Most of the material relating to Sevres is in French. A copy of the brochure for the Exposition Internationale des Arts Decoratifs et Industriels Modernes, 1925, is included, which features many of his designs. Also included are his designs for commencement caps and gowns, and other related ephemera for the City University of New York's City College.

The collection contains a mock-up of his 1952 publication, "How to be an Artist", which describes different techniques and how to apply them to greeting cards, porcelains, and textiles. Copies of the introduction and biographical sections of his book "An Artist's Interpretation of Nature", published in 1958 are included.
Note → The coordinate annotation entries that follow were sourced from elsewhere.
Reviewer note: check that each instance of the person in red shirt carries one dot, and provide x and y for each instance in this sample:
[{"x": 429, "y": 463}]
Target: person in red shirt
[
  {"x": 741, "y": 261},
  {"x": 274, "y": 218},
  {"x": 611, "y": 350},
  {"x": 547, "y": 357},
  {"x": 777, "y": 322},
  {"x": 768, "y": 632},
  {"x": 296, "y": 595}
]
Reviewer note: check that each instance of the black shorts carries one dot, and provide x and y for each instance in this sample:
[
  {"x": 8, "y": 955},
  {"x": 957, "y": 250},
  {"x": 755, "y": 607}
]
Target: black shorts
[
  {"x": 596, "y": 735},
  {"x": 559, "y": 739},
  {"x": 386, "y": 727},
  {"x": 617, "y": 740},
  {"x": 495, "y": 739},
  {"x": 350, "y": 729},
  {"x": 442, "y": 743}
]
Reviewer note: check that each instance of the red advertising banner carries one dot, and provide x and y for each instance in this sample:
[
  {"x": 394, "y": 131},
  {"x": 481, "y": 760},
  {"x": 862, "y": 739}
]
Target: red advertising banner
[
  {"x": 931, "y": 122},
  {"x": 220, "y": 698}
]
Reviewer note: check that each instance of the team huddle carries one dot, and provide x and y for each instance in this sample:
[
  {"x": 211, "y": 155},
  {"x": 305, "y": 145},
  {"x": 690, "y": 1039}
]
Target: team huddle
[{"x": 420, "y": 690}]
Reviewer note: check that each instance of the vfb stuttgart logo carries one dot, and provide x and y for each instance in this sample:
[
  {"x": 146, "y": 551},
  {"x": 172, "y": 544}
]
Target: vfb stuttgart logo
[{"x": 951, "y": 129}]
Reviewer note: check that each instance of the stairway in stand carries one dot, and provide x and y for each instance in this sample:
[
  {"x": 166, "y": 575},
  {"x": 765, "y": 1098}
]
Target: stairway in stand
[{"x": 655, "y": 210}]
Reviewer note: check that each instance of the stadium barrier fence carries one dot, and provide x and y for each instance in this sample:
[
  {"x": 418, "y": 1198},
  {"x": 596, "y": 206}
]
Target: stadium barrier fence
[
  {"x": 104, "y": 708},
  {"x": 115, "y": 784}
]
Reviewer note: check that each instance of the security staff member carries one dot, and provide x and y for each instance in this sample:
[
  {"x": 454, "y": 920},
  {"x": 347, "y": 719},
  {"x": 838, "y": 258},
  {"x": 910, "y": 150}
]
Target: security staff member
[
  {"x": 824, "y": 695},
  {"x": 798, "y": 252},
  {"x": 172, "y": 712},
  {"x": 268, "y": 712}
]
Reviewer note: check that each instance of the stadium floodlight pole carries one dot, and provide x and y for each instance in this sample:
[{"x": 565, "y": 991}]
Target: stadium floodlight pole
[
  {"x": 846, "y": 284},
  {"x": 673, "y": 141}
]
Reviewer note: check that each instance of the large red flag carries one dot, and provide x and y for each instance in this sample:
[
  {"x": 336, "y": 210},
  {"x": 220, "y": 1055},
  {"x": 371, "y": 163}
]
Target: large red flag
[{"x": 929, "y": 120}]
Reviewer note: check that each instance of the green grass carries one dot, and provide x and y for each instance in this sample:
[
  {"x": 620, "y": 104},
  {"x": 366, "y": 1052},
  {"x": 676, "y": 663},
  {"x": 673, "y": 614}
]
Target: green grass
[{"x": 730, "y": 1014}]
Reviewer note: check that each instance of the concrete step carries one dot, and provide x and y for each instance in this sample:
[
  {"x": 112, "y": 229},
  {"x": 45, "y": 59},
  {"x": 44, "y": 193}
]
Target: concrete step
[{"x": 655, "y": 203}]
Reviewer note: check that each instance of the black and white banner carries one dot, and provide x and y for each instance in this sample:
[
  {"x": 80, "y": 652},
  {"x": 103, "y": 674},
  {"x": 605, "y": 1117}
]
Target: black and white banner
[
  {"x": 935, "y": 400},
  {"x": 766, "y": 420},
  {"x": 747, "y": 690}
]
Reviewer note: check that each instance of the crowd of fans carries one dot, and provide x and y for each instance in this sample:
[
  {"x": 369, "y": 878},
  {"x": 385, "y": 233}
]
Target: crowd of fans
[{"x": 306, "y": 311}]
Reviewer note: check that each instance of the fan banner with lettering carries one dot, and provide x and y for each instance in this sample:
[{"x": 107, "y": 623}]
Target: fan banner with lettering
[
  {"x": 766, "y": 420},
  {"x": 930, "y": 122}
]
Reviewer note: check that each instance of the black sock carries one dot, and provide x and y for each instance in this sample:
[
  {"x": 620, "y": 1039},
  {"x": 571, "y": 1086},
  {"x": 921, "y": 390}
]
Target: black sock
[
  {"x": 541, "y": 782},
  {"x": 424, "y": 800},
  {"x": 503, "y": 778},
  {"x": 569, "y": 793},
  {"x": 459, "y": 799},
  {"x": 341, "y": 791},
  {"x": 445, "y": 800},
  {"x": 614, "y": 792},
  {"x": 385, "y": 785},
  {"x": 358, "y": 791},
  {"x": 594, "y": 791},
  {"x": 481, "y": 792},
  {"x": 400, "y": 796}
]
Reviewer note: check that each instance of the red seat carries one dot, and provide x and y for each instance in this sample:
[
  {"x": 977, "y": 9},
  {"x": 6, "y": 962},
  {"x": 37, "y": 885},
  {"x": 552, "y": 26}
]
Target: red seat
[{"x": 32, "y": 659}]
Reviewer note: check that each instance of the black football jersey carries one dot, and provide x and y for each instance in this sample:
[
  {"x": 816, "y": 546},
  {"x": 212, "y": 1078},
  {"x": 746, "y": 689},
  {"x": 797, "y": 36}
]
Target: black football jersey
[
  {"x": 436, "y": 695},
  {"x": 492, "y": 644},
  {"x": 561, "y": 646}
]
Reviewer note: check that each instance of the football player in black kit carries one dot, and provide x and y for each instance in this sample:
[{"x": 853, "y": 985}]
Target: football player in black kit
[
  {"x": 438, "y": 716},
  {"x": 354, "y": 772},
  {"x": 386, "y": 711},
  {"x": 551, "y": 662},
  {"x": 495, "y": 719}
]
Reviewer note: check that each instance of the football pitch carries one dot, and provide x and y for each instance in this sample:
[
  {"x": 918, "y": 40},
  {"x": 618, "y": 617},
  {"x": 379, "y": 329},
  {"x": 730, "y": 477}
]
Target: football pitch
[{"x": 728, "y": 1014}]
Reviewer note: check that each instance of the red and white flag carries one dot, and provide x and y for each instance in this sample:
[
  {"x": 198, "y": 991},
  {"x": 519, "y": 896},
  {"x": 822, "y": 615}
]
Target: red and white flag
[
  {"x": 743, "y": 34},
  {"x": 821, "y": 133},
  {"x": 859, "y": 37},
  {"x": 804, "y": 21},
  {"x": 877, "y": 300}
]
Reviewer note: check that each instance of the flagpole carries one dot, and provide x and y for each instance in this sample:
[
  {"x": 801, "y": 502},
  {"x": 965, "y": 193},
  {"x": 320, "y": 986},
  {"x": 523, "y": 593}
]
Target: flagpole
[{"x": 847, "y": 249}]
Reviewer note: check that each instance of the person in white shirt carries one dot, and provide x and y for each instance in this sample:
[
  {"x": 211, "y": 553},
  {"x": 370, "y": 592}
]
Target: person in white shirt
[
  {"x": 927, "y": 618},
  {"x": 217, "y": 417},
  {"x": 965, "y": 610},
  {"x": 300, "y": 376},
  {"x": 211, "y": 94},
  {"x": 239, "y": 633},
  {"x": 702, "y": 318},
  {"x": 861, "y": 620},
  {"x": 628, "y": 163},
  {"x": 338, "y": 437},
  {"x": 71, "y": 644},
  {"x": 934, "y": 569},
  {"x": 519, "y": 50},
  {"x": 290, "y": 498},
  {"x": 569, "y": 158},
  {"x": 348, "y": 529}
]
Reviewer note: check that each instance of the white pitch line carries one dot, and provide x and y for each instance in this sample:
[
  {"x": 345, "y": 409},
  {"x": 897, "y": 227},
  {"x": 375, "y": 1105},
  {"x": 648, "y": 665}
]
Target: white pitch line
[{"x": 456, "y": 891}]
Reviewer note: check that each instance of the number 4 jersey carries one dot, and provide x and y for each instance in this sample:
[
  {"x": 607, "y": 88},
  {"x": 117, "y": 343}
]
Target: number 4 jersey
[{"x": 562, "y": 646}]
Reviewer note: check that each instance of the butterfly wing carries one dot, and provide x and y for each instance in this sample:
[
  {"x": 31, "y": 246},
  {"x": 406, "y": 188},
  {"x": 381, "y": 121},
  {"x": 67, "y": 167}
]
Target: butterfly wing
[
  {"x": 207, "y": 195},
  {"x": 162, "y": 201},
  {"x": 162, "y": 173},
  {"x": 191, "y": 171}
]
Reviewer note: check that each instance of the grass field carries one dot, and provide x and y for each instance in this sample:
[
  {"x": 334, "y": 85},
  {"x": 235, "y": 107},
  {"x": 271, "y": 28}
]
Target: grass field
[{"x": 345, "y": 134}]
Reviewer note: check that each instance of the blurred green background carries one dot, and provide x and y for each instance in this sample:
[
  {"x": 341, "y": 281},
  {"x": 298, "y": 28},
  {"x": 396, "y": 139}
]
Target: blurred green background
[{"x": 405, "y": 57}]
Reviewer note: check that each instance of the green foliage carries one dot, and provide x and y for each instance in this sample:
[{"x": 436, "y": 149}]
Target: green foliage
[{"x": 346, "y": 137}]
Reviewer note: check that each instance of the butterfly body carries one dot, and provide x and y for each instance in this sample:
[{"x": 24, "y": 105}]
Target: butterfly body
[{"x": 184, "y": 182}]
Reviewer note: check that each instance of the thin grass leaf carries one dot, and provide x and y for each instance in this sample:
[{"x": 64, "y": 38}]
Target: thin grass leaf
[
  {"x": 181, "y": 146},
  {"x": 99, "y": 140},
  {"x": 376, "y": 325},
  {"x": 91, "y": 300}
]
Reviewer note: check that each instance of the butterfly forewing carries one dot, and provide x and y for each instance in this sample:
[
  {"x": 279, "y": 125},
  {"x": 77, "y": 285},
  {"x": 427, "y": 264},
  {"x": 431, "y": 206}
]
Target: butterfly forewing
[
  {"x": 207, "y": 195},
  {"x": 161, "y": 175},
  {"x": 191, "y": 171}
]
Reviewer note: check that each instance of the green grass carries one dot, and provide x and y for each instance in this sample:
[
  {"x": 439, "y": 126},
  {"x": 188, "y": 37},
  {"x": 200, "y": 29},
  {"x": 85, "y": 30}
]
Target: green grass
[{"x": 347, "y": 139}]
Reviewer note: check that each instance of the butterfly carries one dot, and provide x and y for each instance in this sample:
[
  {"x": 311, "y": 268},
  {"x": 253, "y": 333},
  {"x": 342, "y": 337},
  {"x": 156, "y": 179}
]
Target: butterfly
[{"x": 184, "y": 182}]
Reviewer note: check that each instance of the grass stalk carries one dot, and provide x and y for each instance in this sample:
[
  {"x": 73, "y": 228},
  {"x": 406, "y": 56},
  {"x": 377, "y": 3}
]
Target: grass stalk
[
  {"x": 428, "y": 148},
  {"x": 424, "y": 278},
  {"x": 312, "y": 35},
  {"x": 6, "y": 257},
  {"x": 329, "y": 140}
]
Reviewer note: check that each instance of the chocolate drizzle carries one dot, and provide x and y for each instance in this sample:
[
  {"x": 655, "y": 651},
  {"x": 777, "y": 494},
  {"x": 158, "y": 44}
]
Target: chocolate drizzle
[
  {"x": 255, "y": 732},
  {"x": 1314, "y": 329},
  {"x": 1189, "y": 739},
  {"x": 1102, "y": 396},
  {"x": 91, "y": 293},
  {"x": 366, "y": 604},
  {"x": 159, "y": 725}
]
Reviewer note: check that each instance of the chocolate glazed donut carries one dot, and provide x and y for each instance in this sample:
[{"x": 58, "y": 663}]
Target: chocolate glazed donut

A scrapbook consists of articles, reviews, personal correspondence, press releases, and brochures. Among Lissim's personal correspondence are letters exchanged with Prince Philip of England, an avid collector of his work. Material on Lissim's work for the theater consists of exhibition brochures, correspondence, and lists of institutions in possession of his work. In addition, the collection contains photographs of Lissim's designs for jewelry, flatware, and textiles.
Biographical / Historical:
Porcelain, theater, and metalwork designer. Born, Kiev, Russia, 1900. Lissim left Russia in 1919 and moved to Paris where he resided until 1940. In all of Lissim's designs, his appreciation for nature is apparent in his use of fish, birds, flowers, and other motifs.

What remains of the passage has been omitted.